The first question is as to the increase of stock — whether that was a valid increase, so as to bind the stockholders, and if it was, who was to pay for those shares of stock.

The capital, stock at that time, in 1888, was $25,000, and there were but eight stockholders. Whether all these stockholders were directors or not, I am not able to say. Who some of the directors were is shown, but who all of them were does not appear. But in 1888, the time of this increase, there were but eight stockholders, and they met to take such action as was authorized by statute (Sec. 3262 Rev. Stat.) for “the purpose of increasing the capital stock of said company and authorizing a loan.” They made a written waiver as provided by statute as to notice in such cases.

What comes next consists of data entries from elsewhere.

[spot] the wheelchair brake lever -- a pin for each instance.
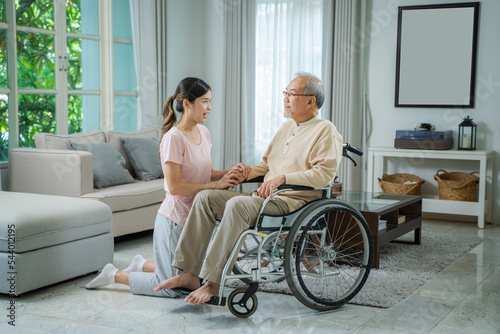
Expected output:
(350, 158)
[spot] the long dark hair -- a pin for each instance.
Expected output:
(189, 89)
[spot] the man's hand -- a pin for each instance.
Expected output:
(267, 188)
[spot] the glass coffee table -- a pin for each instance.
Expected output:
(388, 216)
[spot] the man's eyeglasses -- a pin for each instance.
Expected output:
(288, 94)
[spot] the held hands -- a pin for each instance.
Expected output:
(267, 188)
(242, 169)
(229, 180)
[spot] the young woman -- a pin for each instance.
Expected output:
(187, 168)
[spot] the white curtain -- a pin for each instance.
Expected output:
(284, 38)
(149, 36)
(234, 79)
(344, 79)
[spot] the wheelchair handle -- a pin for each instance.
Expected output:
(348, 147)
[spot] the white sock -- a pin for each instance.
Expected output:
(107, 276)
(136, 264)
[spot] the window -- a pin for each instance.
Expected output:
(288, 40)
(51, 74)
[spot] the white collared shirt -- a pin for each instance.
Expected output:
(296, 129)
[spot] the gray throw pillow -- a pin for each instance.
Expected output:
(108, 164)
(143, 156)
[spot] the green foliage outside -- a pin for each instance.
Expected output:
(36, 65)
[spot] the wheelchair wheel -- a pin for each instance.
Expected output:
(328, 255)
(240, 309)
(271, 260)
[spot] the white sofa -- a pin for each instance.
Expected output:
(54, 168)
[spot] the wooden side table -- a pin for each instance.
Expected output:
(378, 206)
(377, 160)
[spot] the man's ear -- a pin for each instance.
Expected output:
(312, 101)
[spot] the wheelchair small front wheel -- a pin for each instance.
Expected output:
(271, 259)
(328, 255)
(240, 308)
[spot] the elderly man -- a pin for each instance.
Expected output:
(305, 151)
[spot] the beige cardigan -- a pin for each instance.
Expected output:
(307, 154)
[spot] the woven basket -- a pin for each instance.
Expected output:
(457, 186)
(395, 184)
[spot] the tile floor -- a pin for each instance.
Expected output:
(463, 298)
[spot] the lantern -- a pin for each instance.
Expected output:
(467, 134)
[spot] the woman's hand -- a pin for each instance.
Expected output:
(229, 180)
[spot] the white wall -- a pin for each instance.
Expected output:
(214, 75)
(186, 42)
(386, 119)
(195, 35)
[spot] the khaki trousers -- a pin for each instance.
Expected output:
(237, 212)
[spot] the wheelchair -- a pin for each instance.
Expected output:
(323, 250)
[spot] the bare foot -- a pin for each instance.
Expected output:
(183, 281)
(203, 294)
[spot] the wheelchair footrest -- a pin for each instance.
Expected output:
(215, 300)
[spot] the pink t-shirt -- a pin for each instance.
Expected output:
(196, 167)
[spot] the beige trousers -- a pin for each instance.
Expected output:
(237, 212)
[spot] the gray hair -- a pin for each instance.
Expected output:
(314, 87)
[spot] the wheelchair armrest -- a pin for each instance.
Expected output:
(294, 187)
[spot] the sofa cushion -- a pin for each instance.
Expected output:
(108, 165)
(143, 156)
(45, 220)
(130, 196)
(114, 138)
(61, 142)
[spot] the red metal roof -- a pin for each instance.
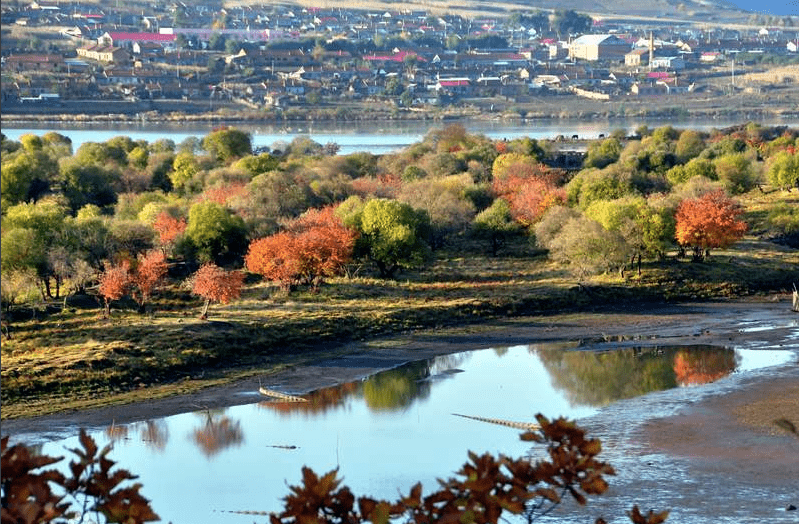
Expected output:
(142, 37)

Each stockholder voted in the affirmative that the stock should be increased from $25,000 to $60,000, to be divided into 1,200 shares of $50 each, as it had become and was necessary to improve,, enlarge, repair and reconstruct its works, plant and establishment, requiring an expenditure of about forty thousand dollars, as recited in the resolution. The resolution further provided that the directors should make, execute and issue eighty coupon bonds of the company, of $500 each, with a mortgage on all the property then owned or to be afterwards acquired by the company, to secure said bonds in such form and conditions “ as said directors shall deem advisable to properly effectuate and accomplish the object and purposes herein intended.” Thereupon the directors met and caused to be executed the bonds and mortgage as directed. The mortgage recited all the resolutions of the stockholders and directors in regard thereto ; and that the capital stock of said Gas Right Company is sixty thousand dollars ($60,-000), divided into 1,200 shares, and of the par value of fifty dollars ($50) each; and, whereas, under the provisions of said act of May 1, 1852, *315companies incorporated thereunder are authorized to borrow money, not exceeding the amount of their capital stock, and issuing their notes or coupon or registered bonds therefor.”

The bonds were placed upon the market, and a portion of them sold to parties to this case.

There was no provision made in any of the resolutions passed by the stockholders or the directors for the disposal of the additional shares of stock, and no attempt was ever made to sell them. So far as the increase of the capital stock was concerned, that was fully accomplished according to law, the directors having filed the certificate in regard thereto as required bv Sec. 3262 Rev. Stat. If there was any defect in the matter in any form, none of the parties to this suit can now take advantage of it. The parties here are those stockholders, and those of them who were directors, and they are each and all estopped to deny the increase of the capital stock, and they would be fully estopped to deny the validity of the bonds and mortgage.'

The provision of the statute (Sec. 3256 Rev. Stat.) authorizing the execution of mortgages to the amount of capital stock of the company, may perhaps be of doubtful construction. At all events, the statute is not definite and does not in express terms provide that bonds and mortgage may only be executed to the extent of the capital stock paid up.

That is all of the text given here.